The polite way of putting this is that Gizmodo is burying the lede. The impolite way is that there is deliberate misleading going on here, in an article headlined, “These Companies Know When You’re Pregnant—And They’re Not Keeping It Secret.”
The article, with subhead “Gizmodo identified 32 brokers selling data on 2.9 billion profiles of U.S. residents pegged as ‘actively pregnant’ or ‘shopping for maternity products,’” is a discussion of how internet companies – the horrors! – sell our information. This will then be used to track those who have abortions and therefore – well, the rest of the picture rather draws itself, doesn’t it?
That is not, in fact, what is happening. Internet data just doesn’t work that way. No one actually says, “Jane Doe is pregnant, here’s all about her.” The entire worry is something made up, a function of people not understanding how it does work.
It’s only in paragraph 6 – and described in a slightly confusing manner as well – that what does happen is actually explained:
In all cases, these datasets were sold on what’s known as a “CPM” or “cost per mille” basis — which essentially means that whoever buys them only pays for the number of end-users that are reached with a given ad. Depending on who was offering up a dataset, the price per user ranged from 49 cents per user reached to a whopping $2.25.
No one does sell the information. They, instead, rent the opportunity to advertise to those people. The reason they never sell is that they want to be able to rent it more than once. Further, what is being sold is the ability to advertise. To advertise to those people who might be, or might become, or might be actively trying to become, pregnant.

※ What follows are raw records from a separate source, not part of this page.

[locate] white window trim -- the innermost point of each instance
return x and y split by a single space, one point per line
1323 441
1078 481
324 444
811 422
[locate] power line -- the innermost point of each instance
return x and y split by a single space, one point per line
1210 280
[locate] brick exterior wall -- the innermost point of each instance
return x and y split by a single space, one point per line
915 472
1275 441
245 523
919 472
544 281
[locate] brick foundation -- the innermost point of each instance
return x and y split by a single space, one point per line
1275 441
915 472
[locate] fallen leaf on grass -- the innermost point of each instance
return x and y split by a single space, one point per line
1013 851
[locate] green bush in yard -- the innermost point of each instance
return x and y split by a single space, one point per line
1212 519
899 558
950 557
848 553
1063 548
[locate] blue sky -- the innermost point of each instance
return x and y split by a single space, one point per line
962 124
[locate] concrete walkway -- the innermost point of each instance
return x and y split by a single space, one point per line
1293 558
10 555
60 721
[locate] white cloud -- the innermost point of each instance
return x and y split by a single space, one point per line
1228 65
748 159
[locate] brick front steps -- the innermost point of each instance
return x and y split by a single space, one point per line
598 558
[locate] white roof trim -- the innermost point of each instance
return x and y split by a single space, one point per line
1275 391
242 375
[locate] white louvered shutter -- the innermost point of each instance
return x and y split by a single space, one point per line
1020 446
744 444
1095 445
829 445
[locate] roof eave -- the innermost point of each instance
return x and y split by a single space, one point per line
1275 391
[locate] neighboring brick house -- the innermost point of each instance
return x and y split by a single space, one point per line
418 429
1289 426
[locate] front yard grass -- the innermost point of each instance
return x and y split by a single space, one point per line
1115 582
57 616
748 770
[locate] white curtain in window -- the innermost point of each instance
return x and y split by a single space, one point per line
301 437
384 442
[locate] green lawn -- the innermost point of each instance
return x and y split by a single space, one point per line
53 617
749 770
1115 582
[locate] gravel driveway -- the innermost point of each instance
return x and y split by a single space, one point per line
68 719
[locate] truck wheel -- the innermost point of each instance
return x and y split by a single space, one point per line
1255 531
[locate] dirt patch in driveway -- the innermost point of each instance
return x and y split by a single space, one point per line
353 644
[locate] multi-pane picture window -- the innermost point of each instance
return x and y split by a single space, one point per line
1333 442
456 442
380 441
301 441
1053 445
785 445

No one does sell data. They rent the opportunity to advertise. The importance of this is that if the data is never sold – it isn’t – then that whole claim about selling data is proven to be incorrect, isn’t it? Even, mis- or dis-information.
Gizmodo itself runs exactly those programmatic ads which depend upon this sort of demographic information. But then that’s no surprise; the entire magazine industry has run on this basis for a century and more. “Baby and Mother” magazine will claim that its readership is largely mothers of babies and those who want to be, “Hot Rod Monthly” will point out that it has a rather more male readership. And their ad rates change accordingly. Advertisers then pick where they advertise based on such readerships. The only difference for online is that the fine divisions of who is interested in what are finer.
The internet industry doesn’t “sell your data.” It rents out the ability to advertise to you. Sure, annoying, but very much a different thing.
Gizmodo is in the top 50 for computer media sites in the U.S. They know this – as they show by paragraph 6 of theirs. They gain some 16 million visits a month from their position. They know that the data sales claim is wrong. And yet they mislead.
Now, whether it is burying the lede – that’s just a crime against journalism school by not explaining the important part upfront – or some desire to misinform it’s still not good enough. Gizmodo knows, because they say so, that data isn’t sold. So why does everything other than para 6 lead people to think that data is sold?